One way
Relations
|
|
Consider some instances of what we'll first call
hard problems.
Consider a graph H isomorphic to a given graph g.
- Creating a new graph H isomorphic to a given graph G is easy.
- Given two graphs G and H it is a VERY hard problem
to find an ismorphism between them.
- Given a proposed isomorphism, it is easy to check that is IS an isomorphism.
Consider for example
the following pairs of graphs (In which not just
names but also the layout has been changed):
Graph A |
Graph B |
The desired isomorphism is:
| Graph A | Graph B |
| 0 | 0 |
| 1 | 3 |
| 2 | 1 |
| 3 | 2 |
| 4 | 5 |
| 5 | 4 |
To check this solution in the A to B direction,
we relabel the transition table for B with the names from A
and make sure
it is the same transition table as A's, and
similarly in the B to A direction.
It will be helpful to have TWO examples
of hard graph problems.
Consider the problem of finding a Hamiltonian cicuit. A
Hamiltonian path through a graph is a path
that visits each vertex exactly once. If the path
can be extended by one to end up at the same vertex
it started at, we have not just a Hamiltonian
path, but a Hamiltonian circuit:
-
Just as with the problem of isomorphism,
it is easy to verify that a Hamiltonian
circuit is in fact a Hamiltonian circuit
if given one, but it is very hard to find
one (and not every graph has one).
Both graph problems have another
important feature. It is easy to
generate instances of the problem.
You can generate an instance of a graph
with a Hamiltonian cycle simply by defining
transitions between consecutively created nodes.

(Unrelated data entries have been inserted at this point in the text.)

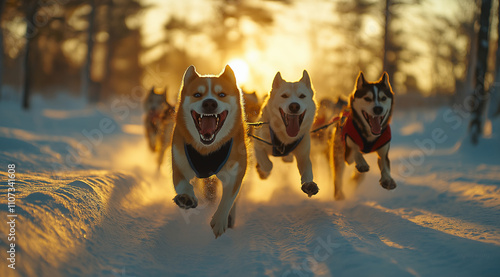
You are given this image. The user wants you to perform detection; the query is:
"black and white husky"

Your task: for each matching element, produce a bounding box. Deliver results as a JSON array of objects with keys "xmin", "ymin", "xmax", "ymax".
[{"xmin": 329, "ymin": 72, "xmax": 396, "ymax": 200}]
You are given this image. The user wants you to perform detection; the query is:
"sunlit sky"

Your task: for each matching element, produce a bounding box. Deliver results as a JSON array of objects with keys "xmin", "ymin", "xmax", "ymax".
[{"xmin": 142, "ymin": 0, "xmax": 464, "ymax": 93}]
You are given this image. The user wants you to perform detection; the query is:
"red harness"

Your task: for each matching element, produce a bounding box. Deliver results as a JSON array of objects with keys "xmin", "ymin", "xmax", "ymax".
[{"xmin": 340, "ymin": 112, "xmax": 391, "ymax": 153}]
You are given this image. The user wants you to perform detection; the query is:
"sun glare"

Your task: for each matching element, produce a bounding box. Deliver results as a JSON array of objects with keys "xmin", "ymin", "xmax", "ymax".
[{"xmin": 228, "ymin": 59, "xmax": 250, "ymax": 85}]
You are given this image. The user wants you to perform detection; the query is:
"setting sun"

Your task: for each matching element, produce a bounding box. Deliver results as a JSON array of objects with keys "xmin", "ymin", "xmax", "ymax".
[{"xmin": 228, "ymin": 59, "xmax": 250, "ymax": 85}]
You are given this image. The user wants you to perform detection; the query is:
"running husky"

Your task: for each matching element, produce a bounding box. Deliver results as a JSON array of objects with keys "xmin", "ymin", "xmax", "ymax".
[
  {"xmin": 172, "ymin": 66, "xmax": 247, "ymax": 238},
  {"xmin": 330, "ymin": 72, "xmax": 396, "ymax": 200},
  {"xmin": 144, "ymin": 87, "xmax": 175, "ymax": 169},
  {"xmin": 254, "ymin": 70, "xmax": 318, "ymax": 197}
]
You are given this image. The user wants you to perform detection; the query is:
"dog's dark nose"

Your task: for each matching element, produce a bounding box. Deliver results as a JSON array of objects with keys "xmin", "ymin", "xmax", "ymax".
[
  {"xmin": 373, "ymin": 106, "xmax": 384, "ymax": 115},
  {"xmin": 201, "ymin": 99, "xmax": 217, "ymax": 114},
  {"xmin": 288, "ymin": 102, "xmax": 300, "ymax": 113}
]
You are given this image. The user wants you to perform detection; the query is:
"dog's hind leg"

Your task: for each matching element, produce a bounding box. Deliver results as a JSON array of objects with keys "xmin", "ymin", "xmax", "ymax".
[
  {"xmin": 377, "ymin": 143, "xmax": 396, "ymax": 190},
  {"xmin": 293, "ymin": 138, "xmax": 319, "ymax": 197},
  {"xmin": 254, "ymin": 142, "xmax": 273, "ymax": 180},
  {"xmin": 203, "ymin": 177, "xmax": 217, "ymax": 203},
  {"xmin": 227, "ymin": 201, "xmax": 237, "ymax": 228},
  {"xmin": 172, "ymin": 149, "xmax": 198, "ymax": 209},
  {"xmin": 329, "ymin": 128, "xmax": 346, "ymax": 200},
  {"xmin": 210, "ymin": 162, "xmax": 246, "ymax": 238},
  {"xmin": 346, "ymin": 137, "xmax": 370, "ymax": 173}
]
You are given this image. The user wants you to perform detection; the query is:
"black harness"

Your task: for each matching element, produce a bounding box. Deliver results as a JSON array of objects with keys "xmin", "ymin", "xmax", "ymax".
[
  {"xmin": 269, "ymin": 126, "xmax": 304, "ymax": 157},
  {"xmin": 184, "ymin": 139, "xmax": 233, "ymax": 178}
]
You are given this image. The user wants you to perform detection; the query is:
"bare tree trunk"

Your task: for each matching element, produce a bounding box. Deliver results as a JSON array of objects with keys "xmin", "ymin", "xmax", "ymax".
[
  {"xmin": 81, "ymin": 0, "xmax": 96, "ymax": 102},
  {"xmin": 488, "ymin": 0, "xmax": 500, "ymax": 118},
  {"xmin": 469, "ymin": 0, "xmax": 491, "ymax": 145},
  {"xmin": 0, "ymin": 0, "xmax": 5, "ymax": 100},
  {"xmin": 22, "ymin": 1, "xmax": 38, "ymax": 110},
  {"xmin": 382, "ymin": 0, "xmax": 391, "ymax": 71}
]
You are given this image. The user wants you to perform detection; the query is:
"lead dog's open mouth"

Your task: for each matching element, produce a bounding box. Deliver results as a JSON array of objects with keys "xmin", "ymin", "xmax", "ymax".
[
  {"xmin": 191, "ymin": 110, "xmax": 227, "ymax": 144},
  {"xmin": 363, "ymin": 111, "xmax": 384, "ymax": 135},
  {"xmin": 280, "ymin": 108, "xmax": 306, "ymax": 137}
]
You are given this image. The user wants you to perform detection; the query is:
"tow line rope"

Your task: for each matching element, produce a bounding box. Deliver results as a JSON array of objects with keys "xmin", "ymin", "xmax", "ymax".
[{"xmin": 247, "ymin": 112, "xmax": 341, "ymax": 146}]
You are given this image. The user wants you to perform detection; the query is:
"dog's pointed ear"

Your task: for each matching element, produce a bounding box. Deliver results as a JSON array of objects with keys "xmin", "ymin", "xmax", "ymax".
[
  {"xmin": 273, "ymin": 71, "xmax": 283, "ymax": 89},
  {"xmin": 219, "ymin": 65, "xmax": 236, "ymax": 84},
  {"xmin": 380, "ymin": 71, "xmax": 390, "ymax": 87},
  {"xmin": 299, "ymin": 70, "xmax": 311, "ymax": 89},
  {"xmin": 182, "ymin": 65, "xmax": 200, "ymax": 85},
  {"xmin": 356, "ymin": 71, "xmax": 366, "ymax": 90}
]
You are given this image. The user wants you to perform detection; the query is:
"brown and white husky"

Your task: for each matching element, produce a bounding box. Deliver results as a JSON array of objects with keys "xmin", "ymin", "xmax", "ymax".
[{"xmin": 172, "ymin": 66, "xmax": 247, "ymax": 238}]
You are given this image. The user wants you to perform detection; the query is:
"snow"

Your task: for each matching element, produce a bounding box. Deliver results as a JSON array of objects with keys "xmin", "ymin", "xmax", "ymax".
[{"xmin": 0, "ymin": 94, "xmax": 500, "ymax": 276}]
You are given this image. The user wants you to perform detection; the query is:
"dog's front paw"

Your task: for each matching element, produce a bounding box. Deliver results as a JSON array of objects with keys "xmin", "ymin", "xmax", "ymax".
[
  {"xmin": 174, "ymin": 194, "xmax": 198, "ymax": 210},
  {"xmin": 356, "ymin": 163, "xmax": 370, "ymax": 173},
  {"xmin": 302, "ymin": 182, "xmax": 319, "ymax": 197},
  {"xmin": 380, "ymin": 178, "xmax": 396, "ymax": 190},
  {"xmin": 227, "ymin": 212, "xmax": 234, "ymax": 228},
  {"xmin": 257, "ymin": 164, "xmax": 271, "ymax": 180},
  {"xmin": 333, "ymin": 190, "xmax": 345, "ymax": 201},
  {"xmin": 281, "ymin": 154, "xmax": 293, "ymax": 163},
  {"xmin": 210, "ymin": 214, "xmax": 229, "ymax": 238}
]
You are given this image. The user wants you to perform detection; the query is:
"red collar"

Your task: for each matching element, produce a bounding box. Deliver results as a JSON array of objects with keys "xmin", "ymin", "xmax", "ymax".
[{"xmin": 341, "ymin": 113, "xmax": 391, "ymax": 153}]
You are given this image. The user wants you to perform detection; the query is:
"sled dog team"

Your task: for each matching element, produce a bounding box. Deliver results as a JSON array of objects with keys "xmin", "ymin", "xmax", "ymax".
[{"xmin": 144, "ymin": 66, "xmax": 396, "ymax": 238}]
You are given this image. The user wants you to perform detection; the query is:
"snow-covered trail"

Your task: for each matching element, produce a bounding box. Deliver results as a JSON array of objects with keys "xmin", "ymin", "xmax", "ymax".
[{"xmin": 0, "ymin": 98, "xmax": 500, "ymax": 276}]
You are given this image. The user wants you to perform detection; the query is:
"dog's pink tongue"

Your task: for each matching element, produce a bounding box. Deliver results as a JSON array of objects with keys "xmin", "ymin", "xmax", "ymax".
[
  {"xmin": 200, "ymin": 116, "xmax": 217, "ymax": 135},
  {"xmin": 286, "ymin": 115, "xmax": 300, "ymax": 137},
  {"xmin": 370, "ymin": 116, "xmax": 382, "ymax": 135}
]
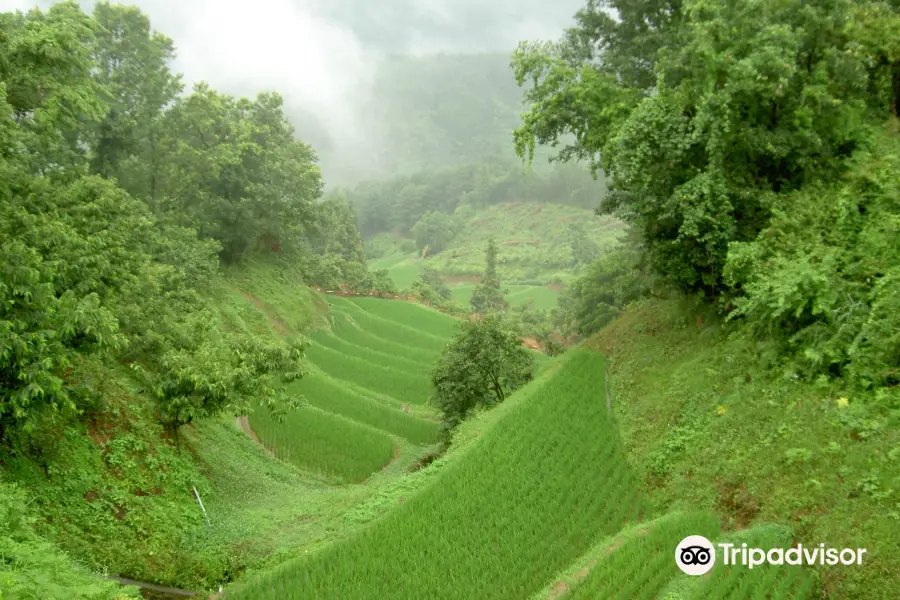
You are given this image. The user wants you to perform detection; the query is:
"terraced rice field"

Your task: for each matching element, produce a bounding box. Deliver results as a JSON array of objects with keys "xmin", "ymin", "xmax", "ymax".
[
  {"xmin": 230, "ymin": 350, "xmax": 648, "ymax": 600},
  {"xmin": 250, "ymin": 296, "xmax": 457, "ymax": 482},
  {"xmin": 450, "ymin": 283, "xmax": 559, "ymax": 310}
]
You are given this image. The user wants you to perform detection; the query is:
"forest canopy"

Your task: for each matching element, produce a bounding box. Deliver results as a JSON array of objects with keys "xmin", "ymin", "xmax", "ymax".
[
  {"xmin": 0, "ymin": 2, "xmax": 374, "ymax": 451},
  {"xmin": 513, "ymin": 0, "xmax": 900, "ymax": 391}
]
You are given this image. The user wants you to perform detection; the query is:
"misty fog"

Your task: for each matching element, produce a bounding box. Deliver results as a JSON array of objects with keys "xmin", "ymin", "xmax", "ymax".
[{"xmin": 0, "ymin": 0, "xmax": 583, "ymax": 185}]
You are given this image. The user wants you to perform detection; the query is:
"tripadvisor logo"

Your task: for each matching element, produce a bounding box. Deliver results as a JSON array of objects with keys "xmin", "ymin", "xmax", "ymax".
[
  {"xmin": 675, "ymin": 535, "xmax": 866, "ymax": 575},
  {"xmin": 675, "ymin": 535, "xmax": 716, "ymax": 575}
]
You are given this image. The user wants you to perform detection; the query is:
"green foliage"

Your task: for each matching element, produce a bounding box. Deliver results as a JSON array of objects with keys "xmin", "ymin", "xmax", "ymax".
[
  {"xmin": 589, "ymin": 299, "xmax": 900, "ymax": 600},
  {"xmin": 410, "ymin": 211, "xmax": 458, "ymax": 254},
  {"xmin": 250, "ymin": 407, "xmax": 394, "ymax": 481},
  {"xmin": 554, "ymin": 233, "xmax": 653, "ymax": 336},
  {"xmin": 348, "ymin": 161, "xmax": 605, "ymax": 239},
  {"xmin": 0, "ymin": 482, "xmax": 139, "ymax": 600},
  {"xmin": 286, "ymin": 376, "xmax": 439, "ymax": 446},
  {"xmin": 228, "ymin": 350, "xmax": 648, "ymax": 600},
  {"xmin": 514, "ymin": 0, "xmax": 898, "ymax": 296},
  {"xmin": 409, "ymin": 267, "xmax": 453, "ymax": 307},
  {"xmin": 726, "ymin": 127, "xmax": 900, "ymax": 387},
  {"xmin": 469, "ymin": 238, "xmax": 509, "ymax": 313},
  {"xmin": 153, "ymin": 83, "xmax": 322, "ymax": 262},
  {"xmin": 91, "ymin": 2, "xmax": 182, "ymax": 188},
  {"xmin": 431, "ymin": 314, "xmax": 533, "ymax": 432},
  {"xmin": 147, "ymin": 330, "xmax": 306, "ymax": 432}
]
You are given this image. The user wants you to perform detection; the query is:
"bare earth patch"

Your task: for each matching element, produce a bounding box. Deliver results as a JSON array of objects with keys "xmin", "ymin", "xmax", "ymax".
[{"xmin": 241, "ymin": 291, "xmax": 290, "ymax": 335}]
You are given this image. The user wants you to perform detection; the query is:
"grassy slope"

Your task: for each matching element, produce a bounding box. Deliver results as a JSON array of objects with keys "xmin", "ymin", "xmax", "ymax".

You can generate an instance of two graphs with
an isomorphism simply by creating an arbitrary
graph and then an arbitrary relabeling
of its nodes.
So one of these problems have 3 features:
- It is hard too solve (computationally impractical).
- It is easy to generate instances of the problem
complete with known solutions
- Once a candidate solution is given,
it is easy to check it.
We will call problems with these features
one-way relations. They are relations
rather than functions because the solutions
are not unique. There may be more than one
Hamiltonian circuit through a graph.
There are arbitrarily many graphs isomorphic
to a given graph.
Note the similarity with one-way 1-1 functions:
- One-way 1-1 functions are hard to compute in
one direction.
- It is easy to generate instances
of the "problem" because it is easy to
choose an appropriate x
and compute f(x).
- For the same reason,
knowing f(x),
it is easy to check a candidate
y to see if
f(y)=f(x)
Ultimately one-way functions are a special
case of one-way relations. You can think of
f(x)=y as a relation between
x and y,
written:
f(x,y)
Knowing y it is hard to find
an x that stands in the f
relation to it. The only thing
that makes one-way 1-1 functions special,
then, is that there is guaranteed to be
exactly one such x
|
Zero
knowledge
protocol
|
|
The following protocol uses two one-way relations,
the graph examples introduced above.
Secret transfer and commitment stage:
- Alice and Bob share a comon graph G.
Alice knows a Hamiltonian circuit (she generated
G so as to have one).
- Alice creates new graph H isomorphic to G,
encrypts the transition table of H line by line
H' = ''
for each line l in the table for H:
H' += EK(l),
and sends H' to Bob.
Verification stage:
- Bob challenges Alice to do one of
two things:
- Either prove that H' is an encryption
of a graph isomorphic to G
- Show him a Hamiltonian circuit for H.
- Alice responds either by:
- Revealing K and the relabeling of G that gives
H; or
- Decrypting only the lines of the transition
table for H that show the cycle.
Note that that Alice can't do BOTH. Because
if you know both the isomorphism and the circuit
for H, then you can just use the relabeling
information to construct a circuit for G.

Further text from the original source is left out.